そうした時に、短時間で的確に対応するためにも、教訓をまとめる振り返りをしましょう。1人で受注している場合は1人で、誰かと組んだ場合はメンバーを入れて。

1、こうしておけばよかった(べからず)
2、これはやってよかった(べし)

の2通りでまとめます。起きたままのことでは教訓にならないので、事象の解説(できれば図解付き)と1フレーズにまとめた教訓で1枚にまとめます。
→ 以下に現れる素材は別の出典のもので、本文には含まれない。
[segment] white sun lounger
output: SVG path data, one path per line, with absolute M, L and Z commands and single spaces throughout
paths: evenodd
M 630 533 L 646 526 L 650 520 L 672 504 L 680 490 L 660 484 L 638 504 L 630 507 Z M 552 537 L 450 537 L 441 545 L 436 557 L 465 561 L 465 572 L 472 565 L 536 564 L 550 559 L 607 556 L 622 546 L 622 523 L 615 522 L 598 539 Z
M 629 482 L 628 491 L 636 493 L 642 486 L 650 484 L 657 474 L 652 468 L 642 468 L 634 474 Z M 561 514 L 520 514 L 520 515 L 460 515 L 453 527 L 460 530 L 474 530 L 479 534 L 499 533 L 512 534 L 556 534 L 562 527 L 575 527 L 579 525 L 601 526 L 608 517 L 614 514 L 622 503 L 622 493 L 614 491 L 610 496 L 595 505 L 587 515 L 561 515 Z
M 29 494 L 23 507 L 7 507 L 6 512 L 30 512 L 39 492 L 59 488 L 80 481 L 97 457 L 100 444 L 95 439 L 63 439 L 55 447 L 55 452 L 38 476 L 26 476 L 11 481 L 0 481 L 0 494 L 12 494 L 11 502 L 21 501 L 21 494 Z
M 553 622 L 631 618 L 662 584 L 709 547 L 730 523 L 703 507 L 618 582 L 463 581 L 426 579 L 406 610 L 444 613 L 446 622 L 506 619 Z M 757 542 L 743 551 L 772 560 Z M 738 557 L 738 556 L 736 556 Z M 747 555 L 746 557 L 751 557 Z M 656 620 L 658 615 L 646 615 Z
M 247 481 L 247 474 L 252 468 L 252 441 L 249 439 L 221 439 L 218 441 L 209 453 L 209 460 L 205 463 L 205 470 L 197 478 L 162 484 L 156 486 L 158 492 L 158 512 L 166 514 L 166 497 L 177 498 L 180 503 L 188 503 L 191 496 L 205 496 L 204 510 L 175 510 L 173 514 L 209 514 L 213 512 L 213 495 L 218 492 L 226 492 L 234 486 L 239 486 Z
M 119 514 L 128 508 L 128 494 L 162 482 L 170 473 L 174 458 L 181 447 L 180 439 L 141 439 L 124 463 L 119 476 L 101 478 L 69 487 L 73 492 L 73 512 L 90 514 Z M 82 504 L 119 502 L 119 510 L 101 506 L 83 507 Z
あくまで例ですが、「スマホ画面の表示および操作検証は、iPhoneの最新3世代OSと、Androidの最新5世代OSで検証すべし」のように過去の失敗から次につなげる「べし・べからず」をまとめましょう。

教訓は、必ずあなたの仕事のレベルアップにつながります。教訓のまとめまでがプロジェクト。打ち上げをやってからでは記憶が薄くなるので、必ず打ち上げの前の記憶が新鮮なうちにまとめましょう。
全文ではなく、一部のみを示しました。